Eine galoppierende Inflation, ausgelöst von der Pandemie und globalen Konflikten, traf insbesondere die Mittelschicht. Lebensmittelpreise drifteten in absurde Höhen, während die Wirtschaft boomte. In den USA nennt sich das Phänomen „Vibecession“. Das Gefühl, ärmer zu werden, obwohl alle Kennzahlen dagegensprechen.

Laut einer Gallup-Umfrage vom August denken 63 Prozent der „Amis“, dass sich ihre wirtschaftliche Lage verschlechtert hat. Die Richtung stimmt für eine Mehrheit der Menschen eben nicht mehr. Trumps Sieg ist eine knallharte Abrechnung mit der Biden-Harris-Regierung. Seine imposante Rückkehr wurde möglich, weil die Demokraten nicht wie versprochen Einheit und Wohlstand gebracht haben, sind sich politische Beobachter sicher.

Ein Auftritt als politischer Sargnagel
Die finanziellen Sorgen der Menschen wurden bis zuletzt auf die leichte Schulter genommen. Der Moment der Harris-Niederlage kann ziemlich genau definiert werden.
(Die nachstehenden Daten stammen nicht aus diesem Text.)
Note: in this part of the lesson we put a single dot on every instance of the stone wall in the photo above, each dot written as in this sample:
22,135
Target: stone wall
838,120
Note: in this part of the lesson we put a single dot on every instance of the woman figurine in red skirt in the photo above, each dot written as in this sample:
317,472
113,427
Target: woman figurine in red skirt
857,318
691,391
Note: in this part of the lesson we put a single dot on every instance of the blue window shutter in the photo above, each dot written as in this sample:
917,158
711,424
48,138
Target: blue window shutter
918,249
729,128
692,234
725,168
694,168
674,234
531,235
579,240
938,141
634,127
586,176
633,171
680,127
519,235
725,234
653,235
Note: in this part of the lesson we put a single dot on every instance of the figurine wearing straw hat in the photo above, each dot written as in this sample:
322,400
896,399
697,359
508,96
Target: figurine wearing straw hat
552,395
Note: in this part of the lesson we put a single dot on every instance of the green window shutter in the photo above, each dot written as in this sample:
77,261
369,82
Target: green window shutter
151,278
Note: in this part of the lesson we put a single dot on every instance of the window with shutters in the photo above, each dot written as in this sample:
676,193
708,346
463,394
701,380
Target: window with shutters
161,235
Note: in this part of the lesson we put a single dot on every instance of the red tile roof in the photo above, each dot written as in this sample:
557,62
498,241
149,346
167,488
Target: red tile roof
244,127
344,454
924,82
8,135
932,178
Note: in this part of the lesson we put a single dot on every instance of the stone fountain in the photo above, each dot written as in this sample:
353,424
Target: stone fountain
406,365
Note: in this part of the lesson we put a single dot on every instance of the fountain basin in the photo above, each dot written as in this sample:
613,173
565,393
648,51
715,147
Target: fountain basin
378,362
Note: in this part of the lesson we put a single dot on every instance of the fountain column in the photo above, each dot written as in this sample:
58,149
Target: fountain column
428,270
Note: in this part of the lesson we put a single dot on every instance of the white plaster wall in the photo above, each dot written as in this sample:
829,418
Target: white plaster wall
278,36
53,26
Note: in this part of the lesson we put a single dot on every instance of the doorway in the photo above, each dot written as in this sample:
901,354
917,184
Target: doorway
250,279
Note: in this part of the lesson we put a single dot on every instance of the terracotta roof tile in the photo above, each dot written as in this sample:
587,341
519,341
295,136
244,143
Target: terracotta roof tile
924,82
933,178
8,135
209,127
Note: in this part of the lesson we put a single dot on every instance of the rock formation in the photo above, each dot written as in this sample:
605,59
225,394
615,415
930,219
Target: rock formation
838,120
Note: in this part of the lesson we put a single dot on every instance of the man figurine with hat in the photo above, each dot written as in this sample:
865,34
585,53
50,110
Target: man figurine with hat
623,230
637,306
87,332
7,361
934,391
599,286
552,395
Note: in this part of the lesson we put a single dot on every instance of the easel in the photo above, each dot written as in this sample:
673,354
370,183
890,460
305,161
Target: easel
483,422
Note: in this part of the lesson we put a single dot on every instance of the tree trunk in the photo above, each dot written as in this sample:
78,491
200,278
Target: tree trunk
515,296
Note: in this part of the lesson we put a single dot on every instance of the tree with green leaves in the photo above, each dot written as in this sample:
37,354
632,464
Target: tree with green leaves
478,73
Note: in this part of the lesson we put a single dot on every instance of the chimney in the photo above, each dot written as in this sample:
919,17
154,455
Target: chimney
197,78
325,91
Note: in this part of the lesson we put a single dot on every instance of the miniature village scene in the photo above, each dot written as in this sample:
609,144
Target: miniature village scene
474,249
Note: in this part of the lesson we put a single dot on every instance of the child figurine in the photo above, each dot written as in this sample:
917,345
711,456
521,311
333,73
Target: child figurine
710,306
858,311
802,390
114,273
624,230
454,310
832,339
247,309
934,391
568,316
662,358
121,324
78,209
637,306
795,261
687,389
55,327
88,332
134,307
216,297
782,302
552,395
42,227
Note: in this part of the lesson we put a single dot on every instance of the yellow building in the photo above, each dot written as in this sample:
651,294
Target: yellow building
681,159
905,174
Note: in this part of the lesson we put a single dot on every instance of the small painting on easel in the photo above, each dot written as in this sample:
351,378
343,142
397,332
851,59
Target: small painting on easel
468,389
Anfang Oktober wurde sie in der Talkshow „The View“ danach gefragt, ob sie in den vergangenen vier Jahren etwas anders gemacht hätte als Präsident Biden. Ihre Antwort fand – was heutzutage selten geworden ist – Widerhall in sämtlichen Filterblasen.

„Es gibt nichts, was mir in den Sinn käme … und ich war an den meisten Entscheidungen beteiligt, die Auswirkungen hatten.“ Ein Schlag ins Gesicht für alle, die aktuell nicht über die Runden kommen. 

Republikaner nutzten Harris-Aussetzer
Ein gefundenes Fressen für die Republikaner, die Trump während des Wahlkampfs endlos über Speckpreise fabulieren ließen. „Da habt ihr es, Leute“, sagte die Sprecherin der Trump-Kampagne, Karoline Leavitt, auf X. „Kamala würde nichts an dem ändern, was in den letzten vier Jahren passiert ist. Wenn ihr sie wählt, könnt ihr vier weitere Jahre vom Gleichen erwarten: Inflation. Grenzkrise. Verbrechen. Krieg. Chaos. Spaltung. Nur Präsident Trump wird den WANDEL bringen!“ Dass in ihrer Auflistung gestiegene Preise zuerst erwähnt wurden, ist kein Zufall.

Trump hat etwa angekündigt, die Besteuerung von Trinkgeldern und Überstunden abzuschaffen, um Kellner und andere Servicekräfte zu unterstützen. Dass seine anvisierte Zoll-Wirtschaft die Preise wohl noch weiter in die Höhe schrauben dürfte, können Ökonomen noch so oft vorrechnen. Das Gefühl der Amerikaner, dass das Leben unter Trump leistbarer war, bleibt. Auch die Bitte um Berücksichtigung externer Faktoren ändert nichts an den Preisschildern in den Supermärkten.

Bevölkerung stellt Rechnung aus
Ihrem Frust verliehen die US-Amerikaner mit ihrer Stimme Ausdruck und stellten ihre persönlichen Finanzen damit wohl über Themen wie persönliche Tugenden oder demokratische Werte. Republikanische Strategen erklären damit auch Trumps Erfolge unter Latinos.

Finanzielle Sorgen, die immer mit einer Angst von Statusverlust einhergehen, ebnen den Weg für düstere Akteure, das hat die Geschichte gezeigt. Die Inflation lässt nicht nur in den USA Wertmaßstäbe verschwimmen. Die Wählerschaft hat den Demokraten nun ihre Rechnung ausgestellt. Ihr Preis: Donald J. Trump.